Wat is een bestandsoverdracht?
Een bestandsoverdracht is het proces van het overbrengen of verplaatsen van elk type computerbestand van de ene computer of systeem naar de andere via een aantal verschillende methoden. Deze verschillende methoden vallen meestal in een van de twee hoofdcategorieën: push-gebaseerde systemen en pull-gebaseerde systemen. In beide systemen zijn er meestal twee onderwerpen betrokken bij de overdracht: de afzender en de ontvanger van het bestand. Een bestandsoverdracht wordt meestal aangeduid als uploaden of downloaden, afhankelijk van het perspectief van de persoon in relatie tot het overdrachtsproces.
Soms gebruikt als synoniem voor het delen van bestanden, kan een bestandsoverdracht verwijzen naar een breed scala van verschillende situaties waarin een computerbestand wordt overgedragen van de ene persoon of systeem naar de andere. De persoon of het systeem van waaruit het bestand wordt overgedragen, wordt de afzender genoemd, terwijl de persoon of het systeem dat het bestand ontvangt de ontvanger wordt genoemd. Er zijn een aantal verschillende methoden die kunnen worden gebruikt om een bestandsoverdracht mogelijk te maken, zoals bestandsuitwisselingssystemen die peer-to-peer-servers gebruiken, e-mailbijlagen, bestanden van een computer naar een draagbaar opslagapparaat kopiëren en bestanden verzenden via een programma voor expresberichten.

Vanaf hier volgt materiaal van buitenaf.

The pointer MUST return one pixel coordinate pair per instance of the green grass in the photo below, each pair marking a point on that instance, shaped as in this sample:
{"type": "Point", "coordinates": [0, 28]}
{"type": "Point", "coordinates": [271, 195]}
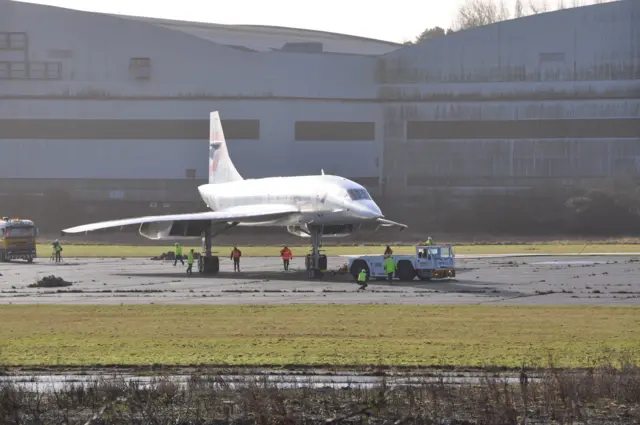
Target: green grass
{"type": "Point", "coordinates": [130, 251]}
{"type": "Point", "coordinates": [314, 335]}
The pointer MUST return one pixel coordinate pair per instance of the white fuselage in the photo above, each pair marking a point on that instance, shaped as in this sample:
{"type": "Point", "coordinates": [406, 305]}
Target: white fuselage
{"type": "Point", "coordinates": [321, 199]}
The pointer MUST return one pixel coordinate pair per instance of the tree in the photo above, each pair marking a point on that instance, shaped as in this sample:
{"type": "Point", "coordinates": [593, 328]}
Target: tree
{"type": "Point", "coordinates": [430, 33]}
{"type": "Point", "coordinates": [476, 13]}
{"type": "Point", "coordinates": [518, 9]}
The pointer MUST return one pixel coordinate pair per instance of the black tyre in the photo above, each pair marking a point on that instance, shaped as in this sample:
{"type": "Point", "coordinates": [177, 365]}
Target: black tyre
{"type": "Point", "coordinates": [210, 265]}
{"type": "Point", "coordinates": [323, 262]}
{"type": "Point", "coordinates": [356, 267]}
{"type": "Point", "coordinates": [405, 271]}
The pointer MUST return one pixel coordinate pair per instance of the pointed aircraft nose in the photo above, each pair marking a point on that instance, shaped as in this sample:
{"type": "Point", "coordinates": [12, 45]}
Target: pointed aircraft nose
{"type": "Point", "coordinates": [368, 209]}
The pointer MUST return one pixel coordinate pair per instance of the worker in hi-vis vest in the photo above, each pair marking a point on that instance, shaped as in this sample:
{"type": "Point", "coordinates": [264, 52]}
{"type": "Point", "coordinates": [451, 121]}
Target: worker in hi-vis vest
{"type": "Point", "coordinates": [389, 267]}
{"type": "Point", "coordinates": [235, 256]}
{"type": "Point", "coordinates": [178, 255]}
{"type": "Point", "coordinates": [190, 261]}
{"type": "Point", "coordinates": [362, 279]}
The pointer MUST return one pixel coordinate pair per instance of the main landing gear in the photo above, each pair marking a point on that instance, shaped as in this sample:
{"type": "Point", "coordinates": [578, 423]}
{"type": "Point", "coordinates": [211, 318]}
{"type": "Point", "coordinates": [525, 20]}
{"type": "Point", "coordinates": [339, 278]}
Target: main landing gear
{"type": "Point", "coordinates": [315, 262]}
{"type": "Point", "coordinates": [209, 264]}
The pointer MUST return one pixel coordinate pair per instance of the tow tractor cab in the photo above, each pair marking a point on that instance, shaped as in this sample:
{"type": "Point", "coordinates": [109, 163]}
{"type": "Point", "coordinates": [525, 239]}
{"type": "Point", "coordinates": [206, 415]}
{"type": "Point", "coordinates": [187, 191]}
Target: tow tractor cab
{"type": "Point", "coordinates": [428, 262]}
{"type": "Point", "coordinates": [17, 239]}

Wanneer een bestandsoverdracht plaatsvindt, verwijst de afzender meestal naar het proces als uploaden, terwijl de ontvanger naar de overdracht verwijst als downloaden. Deze termen verwijzen naar hetzelfde algemene proces, maar ze geven ook de standpunten van de betrokkenen aan. Bij elk type bestandsoverdracht vindt het proces meestal plaats via een pushsysteem of een pullsysteem. Pushen geeft aan dat een bestand wordt overgedragen via actief uploaden; de afzender probeert het bestand actief over te dragen naar de ontvanger. Een pull-overdracht vindt plaats wanneer de ontvanger actief probeert toegang te krijgen tot het bestand dat wordt overgedragen.
Het gebruik van e-mail voor bestandsoverdracht is een voorbeeld van het gebruik van zowel een push- als een pull-systeem. Wanneer de afzender een bestand aan een e-mailbericht toevoegt en het verzendt, gebruikt hij of zij een pushsysteem om het bestand naar het e-mailserversysteem over te dragen. De ontvanger ontvangt vervolgens een e-mail die hem of haar op de hoogte brengt van de overdracht en wanneer de ontvanger het bestand downloadt, gebruikt hij of zij een pull-systeem om het bestand van de e-mailserver naar zijn of haar systeem over te dragen. Een bestandsoverdracht omvat meestal een bestand dat wordt gekopieerd en overgedragen, in plaats van een origineel bestand van het ene systeem naar het andere te verzenden, hoewel dat ook mogelijk is.